# Colab

In [None]:
!pip install albumentations einops pytorch_lightning wandb

# Imports

In [1]:
from pathlib import Path
from typing import Any, Callable, Dict, List, Optional

import numpy as np
import torch

print(f'CUDA: {torch.cuda.is_available()}')

CUDA: False


# DataModule

In [2]:
import albumentations as A
import numpy as np
from albumentations.pytorch import ToTensorV2
from pytorch_lightning import LightningDataModule
from sklearn.model_selection import train_test_split
from torch.utils.data import Dataset, DataLoader, Subset
from torchvision.datasets import CIFAR10

In [3]:
class CIFAR10Dataset(Dataset):
    def __init__(
        self,
        subset: Subset,
        transform: Optional[Callable] = None,
    ) -> None:
        super().__init__()
        self.subset = subset
        self.transform = transform

    def __len__(self) -> int:
        return len(self.subset)

    def __getitem__(self, idx):
        image, label = self.subset[idx]
        # be careful! image is not a numpy array

        if self.transform is not None:
            image = np.array(image)
            transformed = self.transform(image=image)
            image = transformed["image"]

        return image, label

In [4]:
class CIFAR10DataModule(LightningDataModule):
    def __init__(
        self,
        data_dir: str = './data/',
        batch_size: int = 8,
        num_workers: int = 4,
        shuffle: bool = False,
        train_transforms: Optional[Callable] = None,
        val_transforms: Optional[Callable] = None,
        test_transforms: Optional[Callable] = None,
        val_size: float = 0.25,
    ) -> None:
        super().__init__()
        self.data_dir = data_dir
        self.batch_size = batch_size
        self.num_workers = num_workers
        self.shuffle = shuffle
        self.train_transforms = train_transforms
        self.val_transforms = val_transforms
        self.test_transforms = test_transforms
        self.val_size = val_size

    def prepare_data(self) -> None:
        Path(self.data_dir).mkdir(parents=True, exist_ok=True)
        CIFAR10(root=self.data_dir, train=True, download=True)
        CIFAR10(root=self.data_dir, train=False, download=True)

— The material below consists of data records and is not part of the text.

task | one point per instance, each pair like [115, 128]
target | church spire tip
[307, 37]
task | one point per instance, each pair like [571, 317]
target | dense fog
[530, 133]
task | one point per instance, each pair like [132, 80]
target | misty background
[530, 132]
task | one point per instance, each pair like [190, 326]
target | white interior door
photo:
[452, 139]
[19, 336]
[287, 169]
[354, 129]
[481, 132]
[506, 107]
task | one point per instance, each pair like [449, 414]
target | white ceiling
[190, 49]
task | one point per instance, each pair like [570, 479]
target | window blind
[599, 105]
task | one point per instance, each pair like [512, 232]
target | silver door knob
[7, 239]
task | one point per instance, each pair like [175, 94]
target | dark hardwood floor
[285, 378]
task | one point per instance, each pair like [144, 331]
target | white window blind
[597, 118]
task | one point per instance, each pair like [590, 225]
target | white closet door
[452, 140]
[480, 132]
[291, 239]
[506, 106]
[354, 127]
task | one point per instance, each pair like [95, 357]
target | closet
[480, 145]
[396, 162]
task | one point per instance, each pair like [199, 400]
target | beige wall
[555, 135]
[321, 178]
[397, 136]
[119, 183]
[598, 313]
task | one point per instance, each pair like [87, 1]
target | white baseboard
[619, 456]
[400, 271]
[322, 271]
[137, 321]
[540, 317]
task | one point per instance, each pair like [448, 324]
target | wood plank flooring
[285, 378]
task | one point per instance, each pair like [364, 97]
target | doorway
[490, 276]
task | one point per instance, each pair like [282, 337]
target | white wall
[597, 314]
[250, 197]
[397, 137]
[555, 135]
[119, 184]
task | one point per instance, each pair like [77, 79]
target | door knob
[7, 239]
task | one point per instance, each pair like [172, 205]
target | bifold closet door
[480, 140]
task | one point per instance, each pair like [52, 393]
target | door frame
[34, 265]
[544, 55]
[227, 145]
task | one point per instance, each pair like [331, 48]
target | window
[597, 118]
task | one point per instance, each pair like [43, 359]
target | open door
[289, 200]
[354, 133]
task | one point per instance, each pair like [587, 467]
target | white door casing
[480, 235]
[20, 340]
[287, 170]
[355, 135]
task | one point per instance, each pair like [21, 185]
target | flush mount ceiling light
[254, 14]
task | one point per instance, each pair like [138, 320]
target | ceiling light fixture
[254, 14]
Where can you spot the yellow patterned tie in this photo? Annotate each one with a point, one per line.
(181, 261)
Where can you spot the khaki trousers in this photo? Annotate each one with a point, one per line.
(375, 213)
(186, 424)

    def setup(self, stage: Optional[str] = None) -> None:
        if stage == 'fit' or stage is None:
            trainval_dataset = CIFAR10(root=self.data_dir, train=True)
            train_indices, val_indices = train_test_split(
                np.arange(len(trainval_dataset)),
                test_size=self.val_size,
            )
            train_subset = Subset(trainval_dataset, train_indices)
            val_subset = Subset(trainval_dataset, val_indices)

            train_transforms = self.default_transforms() \
                if self.train_transforms is None else self.train_transforms
            val_transforms = self.default_transforms() \
                if self.val_transforms is None else self.val_transforms
            self.train_dataset = \
                CIFAR10Dataset(train_subset, transform=train_transforms)
            self.val_dataset = \
                CIFAR10Dataset(val_subset, transform=val_transforms)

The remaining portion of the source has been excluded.